Unless the UK takes a large number of brave and radical measures in this decade, our ambition of achieving carbon neutrality by 2050 will just be a pipe dream.
It will also mean Britain will miss out on the business and social benefits of a green economy, which would otherwise lay the foundations of prosperity for the future.
We have made progress, especially as more and more sources of renewable energy have been developed in the UK. It is, of course, right to have an aspiration. But it’s not enough. Boris Johnson set a target to increase heat pump installations to 600,000 a year by 2028, that’s twenty times the current number in just seven years’ time. The hands of businesses are tied until Government takes action to drive demand. Many people have understandably balked at the cost of changing their boiler and are naturally hesitant of change.
Many of these changes need to be drive by Government. We need stronger and simpler policies which will have high impact.
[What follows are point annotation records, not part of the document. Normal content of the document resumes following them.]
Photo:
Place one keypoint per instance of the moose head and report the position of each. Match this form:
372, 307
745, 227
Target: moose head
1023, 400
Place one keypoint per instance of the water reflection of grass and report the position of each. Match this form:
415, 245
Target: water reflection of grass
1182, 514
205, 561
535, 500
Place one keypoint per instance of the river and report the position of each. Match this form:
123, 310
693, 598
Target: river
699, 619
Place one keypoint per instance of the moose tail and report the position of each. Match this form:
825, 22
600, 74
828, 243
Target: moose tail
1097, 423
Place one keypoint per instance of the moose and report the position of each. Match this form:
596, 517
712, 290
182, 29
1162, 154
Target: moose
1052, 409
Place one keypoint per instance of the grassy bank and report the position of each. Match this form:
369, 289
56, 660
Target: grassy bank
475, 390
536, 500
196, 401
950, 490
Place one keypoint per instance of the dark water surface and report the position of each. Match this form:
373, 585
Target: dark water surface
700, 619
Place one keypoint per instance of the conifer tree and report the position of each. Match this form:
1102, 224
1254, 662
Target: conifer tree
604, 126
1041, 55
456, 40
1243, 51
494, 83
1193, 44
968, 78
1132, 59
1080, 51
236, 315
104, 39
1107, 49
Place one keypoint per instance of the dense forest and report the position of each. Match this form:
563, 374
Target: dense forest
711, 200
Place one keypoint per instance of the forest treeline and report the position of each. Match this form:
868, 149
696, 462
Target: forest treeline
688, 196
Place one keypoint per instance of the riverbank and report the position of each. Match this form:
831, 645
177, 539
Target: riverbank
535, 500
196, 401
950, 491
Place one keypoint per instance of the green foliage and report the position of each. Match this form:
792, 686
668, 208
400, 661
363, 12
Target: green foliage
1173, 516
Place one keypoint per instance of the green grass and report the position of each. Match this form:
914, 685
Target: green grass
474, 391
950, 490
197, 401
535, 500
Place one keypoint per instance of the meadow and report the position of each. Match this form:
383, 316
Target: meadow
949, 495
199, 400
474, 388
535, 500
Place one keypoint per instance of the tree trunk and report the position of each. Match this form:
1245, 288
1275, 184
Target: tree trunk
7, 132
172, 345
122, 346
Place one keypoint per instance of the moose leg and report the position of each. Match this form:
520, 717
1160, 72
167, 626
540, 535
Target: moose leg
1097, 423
There needs to be clear guidance to homeowners, in the same way we give to businesses and city planners, so they know when boilers need to be changed – and they can get them changes. This will provide clarity to manufacturers on when the production of gas boilers must cease.
The automotive industry know when they are expect to stop selling diesel and petrol cars. The same must be done for boilers. Building regulations need to be updated so all new properties are built to net zero standards, and there must be a framework to protect the competitiveness of British industry internationally, while still driving business to reduce emissions.
The rest of the UK – particularly the energy sector – needs to take a more assertive leadership position. Rapid decarbonisation of the electricity grid was the start, but the next stage is increasingly people-based, transforming the energy sector at the customer level.
Energy companies know exactly how much work still needs to be done. We’ve created a new supply business, E.ON Next, with energy specialists looking after dedicated pools of customers to prevent the continual “computer says no” or “I’ll transfer you to the relevant department”. We hope customers will find us easier to talk to, have a better experience and ultimately find it easier to choose a sustainable way to meet their energy needs.
All energy providers – us included – must continue to evolve like this if we’re going to see necessary progress towards a zero carbon world, to emulate Tesla in generating the aspiration and awareness of electric vehicles at a mass consumer level. It’s a hearts and minds campaign that needs to run for decades, but it also needs drastic action now to create the necessary momentum in demand and supply.
Ask anyone on the street whether they want their children to grow up in a UK which is more sustainable, which has cleaner energy and clearer air. The answer will invariably be “yes”. We all need to take responsibility, as we will be the ones held to account in decades’ time if we are thought to have taken insufficient action when it was needed most.